Neither the ANC nor the government has any time frame in mind for the implementation of the goal of free education up to the completion of undergraduate level reiterated by President Jacob Zuma during the party’s birthday celebrations in Polokwane last weekend.
Zuma announced two major initiatives seen as significant steps towards the overriding ANC policy of free education for all.
He said final-year university students who qualified for funding from the state’s National Student Financial Aid Scheme (NSFAS) would receive loans equivalent to the full cost of study and these loans would be converted into bursaries for those who graduated at the end of the year. Also this year students at the further education and training (FET) colleges who qualify for financial aid will be exempt from paying fees, he said.
But ANC spokesperson Jackson Mthembu told the Mail & Guardian on Thursday: “We can’t mention a year when the entire education system will be free. When we get [to first-year level], the question to ask will be how to implement what the Freedom Charter envisaged, which is free and compulsory education.”

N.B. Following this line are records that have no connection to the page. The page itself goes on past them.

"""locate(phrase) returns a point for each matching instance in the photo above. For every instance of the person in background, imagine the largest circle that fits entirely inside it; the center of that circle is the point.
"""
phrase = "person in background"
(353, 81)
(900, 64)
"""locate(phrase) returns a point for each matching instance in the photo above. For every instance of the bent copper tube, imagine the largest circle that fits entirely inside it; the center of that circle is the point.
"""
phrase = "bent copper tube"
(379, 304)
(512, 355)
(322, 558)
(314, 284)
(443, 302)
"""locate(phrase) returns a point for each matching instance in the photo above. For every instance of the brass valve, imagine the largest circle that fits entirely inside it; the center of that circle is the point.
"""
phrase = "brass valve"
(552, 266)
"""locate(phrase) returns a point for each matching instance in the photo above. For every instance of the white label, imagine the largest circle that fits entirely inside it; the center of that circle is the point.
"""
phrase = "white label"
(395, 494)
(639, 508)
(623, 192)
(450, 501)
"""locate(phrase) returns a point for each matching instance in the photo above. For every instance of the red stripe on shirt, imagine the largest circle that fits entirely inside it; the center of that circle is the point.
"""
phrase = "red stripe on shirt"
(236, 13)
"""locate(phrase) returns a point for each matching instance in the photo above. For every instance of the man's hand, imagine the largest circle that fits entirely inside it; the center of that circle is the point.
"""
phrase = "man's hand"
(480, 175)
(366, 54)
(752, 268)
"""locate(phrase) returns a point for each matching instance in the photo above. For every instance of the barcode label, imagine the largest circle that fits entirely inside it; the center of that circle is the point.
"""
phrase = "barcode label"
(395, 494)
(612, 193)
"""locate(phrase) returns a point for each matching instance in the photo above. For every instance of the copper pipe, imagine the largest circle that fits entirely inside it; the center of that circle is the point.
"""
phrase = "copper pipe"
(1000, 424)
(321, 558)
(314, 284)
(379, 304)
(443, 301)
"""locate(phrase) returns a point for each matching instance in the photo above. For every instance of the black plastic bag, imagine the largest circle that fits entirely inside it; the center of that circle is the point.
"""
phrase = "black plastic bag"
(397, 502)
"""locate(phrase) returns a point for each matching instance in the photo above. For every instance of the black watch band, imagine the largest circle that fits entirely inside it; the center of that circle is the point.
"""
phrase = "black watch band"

Qwebs Qonde, the acting director general of higher education and training, and Granville Whittle, the spokesperson for the basic education department, confirmed the commitment to reach free education for all, but said no time frames were in place.
“It is difficult to say at this point when all schools will be no-fee schools,” Whittle said. Sixty percent of state schools are now no-fee.
Stages in the move towards free education since 1994 include the 1996 Schools Act’s provision for exemption from school fees, national implementation of the no-fee schools policy in 2007 and NSFAS financing for study at FET colleges in the same year.